# A GIS-based framework that identifies priority areas for stormwater management near MS4 sewer sites in Washington, DC.
By Jonathan Kvilhaug and Lucy Meyer

Version 1.1 (December 2019)

---------------------------------------------------------------------------------------------------------

## Objective: 

The pollution of urban rivers in Washington DC is classifiable by two distinct sources and their corresponding infrastructure. DC, like many urban areas, has a large share of impervious surfaces which prevent the infiltration of rainwater during storms. As a consequence, large volumes of rainwater have the ability to accumulate during and after storms which overwhelms existing infrastructure and results in the release of mixed excess stormwater and raw sewage to the Potomac River and its tributaries. The objective of this study is to develop a simplified tool that identifies water pollution severity at sewer outflow sites. The model will assess sewer outflow points across DC and provide a weighted multi-criteria analysis of at-risk areas based on watershed, sewershed, and vulnerable communities. Moreover, this analysis is aggragated at the Census Tract scale.

---------------------------------------------------------------------------------------------------------


## A. Data Collection

### 1. Analysis Data for Multi-Criteria Evaluation (MCE)
- The *Washington DC 2010 Census Tract* shapefile [^1] will be used as the primary geography for this study. Utilization of median income by census tract attribute in a MCE and in classifying symbology for display. Additional demographic data is included.

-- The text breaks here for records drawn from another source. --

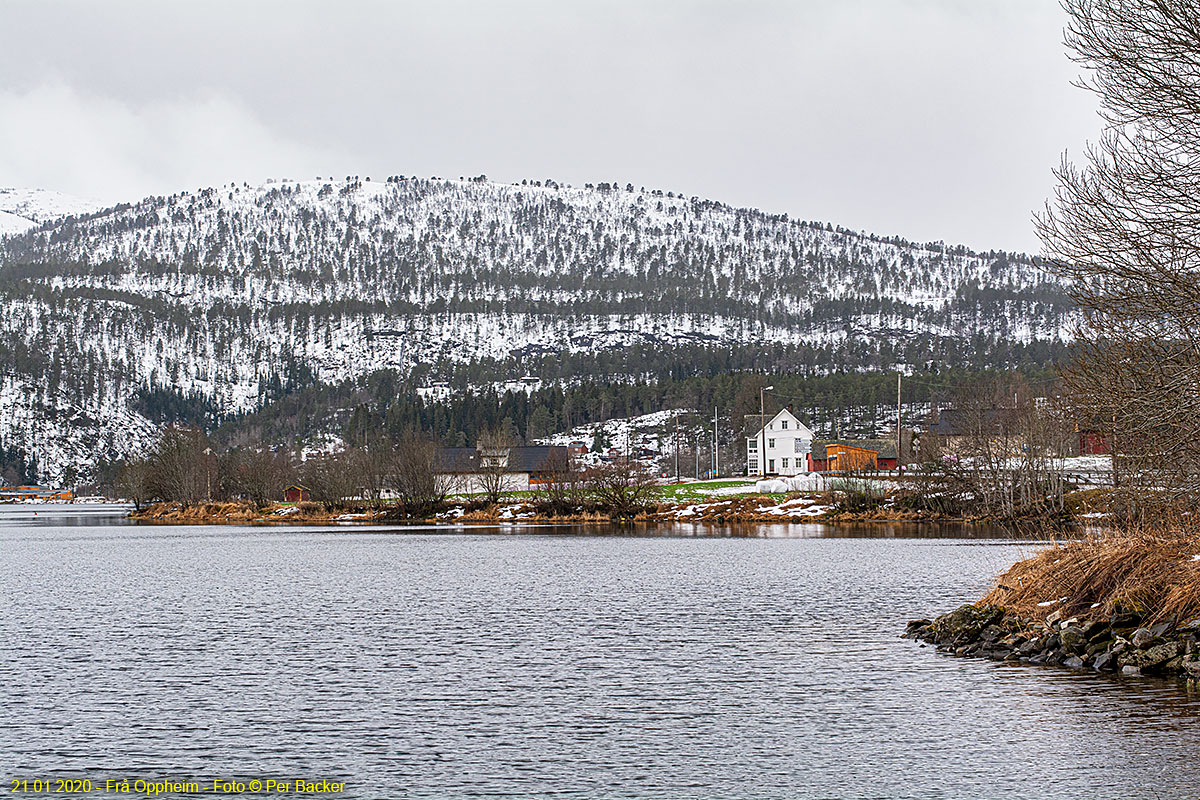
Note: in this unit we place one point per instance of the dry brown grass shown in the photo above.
(1149, 569)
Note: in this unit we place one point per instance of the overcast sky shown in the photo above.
(928, 119)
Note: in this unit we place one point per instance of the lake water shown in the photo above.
(557, 662)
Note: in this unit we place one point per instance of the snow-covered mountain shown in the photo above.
(227, 294)
(22, 209)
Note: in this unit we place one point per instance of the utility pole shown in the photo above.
(762, 429)
(899, 457)
(677, 445)
(715, 456)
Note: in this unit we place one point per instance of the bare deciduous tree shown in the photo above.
(258, 474)
(181, 465)
(420, 486)
(622, 488)
(330, 479)
(1125, 229)
(493, 464)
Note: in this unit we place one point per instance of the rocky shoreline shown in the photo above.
(719, 511)
(1126, 643)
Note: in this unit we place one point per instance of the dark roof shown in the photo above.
(535, 458)
(886, 447)
(456, 459)
(521, 459)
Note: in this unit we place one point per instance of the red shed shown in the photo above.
(1093, 443)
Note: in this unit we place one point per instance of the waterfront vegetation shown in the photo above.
(1123, 232)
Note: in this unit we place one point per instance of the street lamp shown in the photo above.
(762, 429)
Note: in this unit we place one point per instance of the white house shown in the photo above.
(787, 444)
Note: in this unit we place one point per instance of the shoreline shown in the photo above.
(1127, 643)
(739, 510)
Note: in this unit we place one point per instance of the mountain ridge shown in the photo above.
(228, 293)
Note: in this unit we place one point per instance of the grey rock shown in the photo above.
(1073, 638)
(1150, 657)
(1030, 647)
(1141, 638)
(1161, 629)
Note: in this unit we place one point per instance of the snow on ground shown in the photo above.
(648, 432)
(11, 223)
(39, 205)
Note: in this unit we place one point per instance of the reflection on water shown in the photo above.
(427, 663)
(60, 515)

- The *Wards of Washington DC* [^2] will be utilized to classify census tracts by their larger municipal groupings, an effective approximate for socio-economic needs. 

- The *Watersheds of Washington DC* are an important evaluative criteria to prioritize intervention in Census Tracts of the MS4. [^3]

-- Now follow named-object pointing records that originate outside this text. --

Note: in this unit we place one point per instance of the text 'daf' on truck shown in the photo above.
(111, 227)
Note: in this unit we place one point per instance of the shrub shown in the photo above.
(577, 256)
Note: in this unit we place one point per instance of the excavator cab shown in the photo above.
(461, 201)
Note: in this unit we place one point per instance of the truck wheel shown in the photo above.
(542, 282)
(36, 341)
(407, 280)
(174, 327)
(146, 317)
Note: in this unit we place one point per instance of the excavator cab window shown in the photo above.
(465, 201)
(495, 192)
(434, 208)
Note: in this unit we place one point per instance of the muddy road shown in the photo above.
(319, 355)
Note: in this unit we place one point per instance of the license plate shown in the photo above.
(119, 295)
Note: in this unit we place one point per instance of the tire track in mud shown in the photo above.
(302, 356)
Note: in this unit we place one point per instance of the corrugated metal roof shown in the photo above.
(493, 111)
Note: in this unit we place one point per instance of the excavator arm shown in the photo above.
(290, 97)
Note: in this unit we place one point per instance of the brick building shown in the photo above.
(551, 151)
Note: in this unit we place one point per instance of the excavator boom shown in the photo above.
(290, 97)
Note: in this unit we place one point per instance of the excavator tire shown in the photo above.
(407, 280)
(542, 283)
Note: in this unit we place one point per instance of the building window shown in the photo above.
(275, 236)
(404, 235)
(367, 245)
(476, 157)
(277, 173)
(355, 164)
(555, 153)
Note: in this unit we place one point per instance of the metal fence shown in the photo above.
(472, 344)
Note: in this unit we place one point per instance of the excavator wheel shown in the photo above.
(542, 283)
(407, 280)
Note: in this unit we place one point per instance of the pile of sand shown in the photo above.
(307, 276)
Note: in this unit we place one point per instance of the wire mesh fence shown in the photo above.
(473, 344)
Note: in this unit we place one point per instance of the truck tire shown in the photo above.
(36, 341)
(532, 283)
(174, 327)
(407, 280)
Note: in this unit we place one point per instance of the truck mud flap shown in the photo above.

- The *Best Management Practices* indicate green infrastructure projects that work to reduce the volume of stormwater runoff that accumulate in the urban landscape. [^4]

### 2. Supplementary Data for Cartographical Analysis

- Geographic data on the extent of *Municipal Separate Storm Sewer Systems* (MS4) [^5] and *Combined Sewer Systems* (CSS) [^6] show the existing stormwater infrastructure and where green infrastructure should be utilized. The CSS shapefile will be used to produce final maps, thus, is for display purposes only.

- The following shapefiles are incorporated for display purposes only to better contextualize later visualizations. The *Municipal boundary of Washington DC* [^7]; the *Waterbodies of the District of Columbia* [^8]; and the *National Parks of the District of Columbia* [^9]. 

***
[^1]: (Source: 2010 Census Tract, US Census Bureau, Open Data DC)

[^2]: (Source: Wards from 2012, DC Office of Planning, Open Data DC)

[^3]: (Source: Watersheds clipped to DC, DC DOEE, Open Data DC)

[^4]: (Source: Best Management Practices, DC DOEE, Open Data DC)

[^5]: (Source: MS4 Sewer Shed, DC DOEE, Open Data DC)

[^6]: (Source: CSS Sewer Boundary, DC DOEE, Open Data DC)

[^7]: (Source: Washington DC Boundary, DC Office of Planning, Open Data DC)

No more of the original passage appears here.